His name appears in various forms: William Henry Reed, W. H. Reed, W. H. "Billy" Reed, Billy Reed and Willie Reed. He was known to his friends as Billy.
William Henry Reed was born in Frome, Somerset. He studied at the Royal Academy of Music in London under Émile Sauret,Frederick Corder and others, graduating with honours.

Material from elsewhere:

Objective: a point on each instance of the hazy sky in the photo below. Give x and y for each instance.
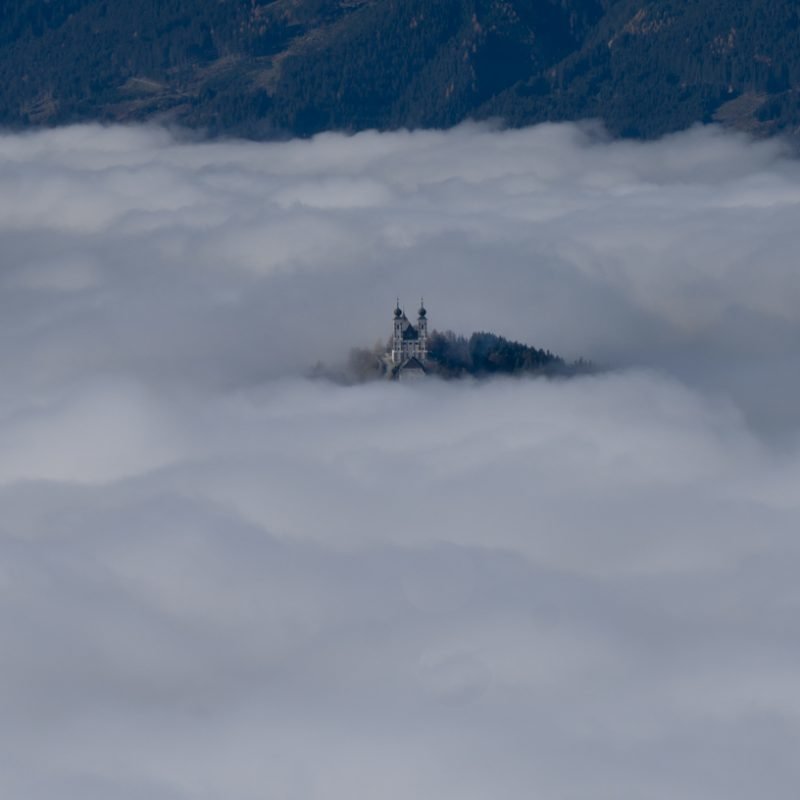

He first met Edward Elgar in 1902, as a violinist in the Queen's Hall Orchestra. On 17 January, Elgar has just completed a rehearsal of his incidental music to Grania and Diarmid with the orchestra, when Reed approached him, introduced himself, and asked whether he gave lessons in harmony and counterpoint. Elgar said "My dear boy, I don't know anything about those things". They did not become personal friends at that time; however, their paths continued to cross in the course of their work. Reed was a founding member of the London Symphony Orchestra in 1904. His physical appearance was quite similar to that of Elgar's close friend August Jaeger (the "Nimrod" of the Enigma Variations of 1899), and that may have played some part in Elgar's always having something positive and encouraging to say to Reed whenever they happened to meet.